It's sometimes helpful to people to have an analogy to help understand the magnitude of something. That is, to get an idea of how much money one is discussing sometimes authors will refer to a line of dollar bills laid end to end and how many times it'd circle the earth at the equator. In that spirit we'd like to give some helpful approximations of the number of various kinds of technical people there are in the world to help people get a grasp of the magnitude.
If you laid all the software developers in the world end to end, the project would never get finished. Or it'd get finished but some developers would be laying perpendicular to the line, some would be standing (some on their heads) and a few lines of developers would go off in different directions for no apparent reason but leave them alone because when we tried to fix it the line broke.
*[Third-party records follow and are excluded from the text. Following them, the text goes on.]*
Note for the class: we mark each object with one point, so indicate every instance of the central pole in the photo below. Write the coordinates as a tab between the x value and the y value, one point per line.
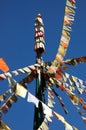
39	48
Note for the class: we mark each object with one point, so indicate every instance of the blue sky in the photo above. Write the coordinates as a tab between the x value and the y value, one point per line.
17	48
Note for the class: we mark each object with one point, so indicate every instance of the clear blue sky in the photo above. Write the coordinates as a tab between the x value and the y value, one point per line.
17	48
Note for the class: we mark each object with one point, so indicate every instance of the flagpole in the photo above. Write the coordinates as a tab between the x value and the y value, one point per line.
39	49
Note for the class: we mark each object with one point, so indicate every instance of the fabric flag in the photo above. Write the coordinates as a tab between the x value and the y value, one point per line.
43	126
67	28
69	10
3	126
33	99
59	117
47	110
3	66
20	90
2	97
69	127
69	3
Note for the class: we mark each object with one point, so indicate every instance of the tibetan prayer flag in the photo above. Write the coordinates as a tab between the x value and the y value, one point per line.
3	66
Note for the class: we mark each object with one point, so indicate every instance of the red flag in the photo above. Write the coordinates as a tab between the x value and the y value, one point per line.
3	66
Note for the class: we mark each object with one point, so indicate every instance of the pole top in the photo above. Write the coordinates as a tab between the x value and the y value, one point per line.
39	35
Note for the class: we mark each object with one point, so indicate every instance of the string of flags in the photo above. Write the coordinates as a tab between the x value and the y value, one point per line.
53	74
19	90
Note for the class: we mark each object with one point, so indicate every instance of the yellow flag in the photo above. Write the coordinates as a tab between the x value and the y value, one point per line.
69	10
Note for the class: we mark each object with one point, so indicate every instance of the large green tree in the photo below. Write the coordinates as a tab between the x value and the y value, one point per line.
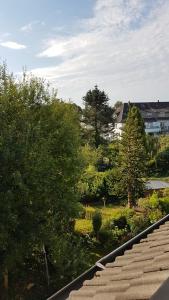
97	117
133	155
39	167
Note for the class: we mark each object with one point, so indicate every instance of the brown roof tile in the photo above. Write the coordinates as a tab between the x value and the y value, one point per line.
136	275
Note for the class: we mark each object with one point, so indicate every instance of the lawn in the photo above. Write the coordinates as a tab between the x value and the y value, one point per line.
165	179
108	213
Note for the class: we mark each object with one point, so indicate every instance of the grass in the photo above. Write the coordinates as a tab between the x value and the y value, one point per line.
85	225
165	179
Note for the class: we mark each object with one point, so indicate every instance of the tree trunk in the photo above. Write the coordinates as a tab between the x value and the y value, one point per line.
129	198
5	276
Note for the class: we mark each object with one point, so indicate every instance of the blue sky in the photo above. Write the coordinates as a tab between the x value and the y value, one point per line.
122	45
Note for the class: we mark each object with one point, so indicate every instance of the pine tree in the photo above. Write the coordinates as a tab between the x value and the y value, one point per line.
133	155
98	116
If you laid all the business analysts in the world end to end--no wait, we need to lay them parallel not end to end. Is that a problem? It's a minor change right? We don't need to change the delivery date, right?
You couldn't lay all the scrum masters in the world end to end but you could get them to all stand in one place once a day.
You can't lay all the .Net developers in the world end to end until Microsoft releases their "AI-enabled EndToEndLayerAPI for Enterprise 1.0".
If you laid all the C developers in the world end to end . . . we're still not sure what happened because we had a buffer overflow halfway through and we're still trying to figure out where we used the wrong array index.
There are 746 ways to lay all the C++ developers in the world end to end. None of our teams have been able to agree on how to lay them end to end.
If you laid all the Rust developers in the world end to end, they'd never start because they couldn't figure out how to transfer ownership of the end of the line.
If you laid all the Haskell developers in the world end to end, you'd spend 3 months figuring out how to get them all to lay down but when they do it'd run the first time with no compilation errors.
If you laid all the open source developers in the world end to end, they'd never reach an agreement on standards.
We tried laying all the COBOL developers in the world end to end but the twelve of them got really angry, yelled something about "having a bank to run" and told us to go bother the PL/1 developers.
If you laid all the Javascript developers in the world end to end: '12'. We're not sure what this means and we're afraid to ask.
If you laid all the developers who rely on regular expressions in the world end to end
^*$
or maybe^[:alnum:]*$
. We can't figure it out because one way we get too many developers and the other way we don't get enough.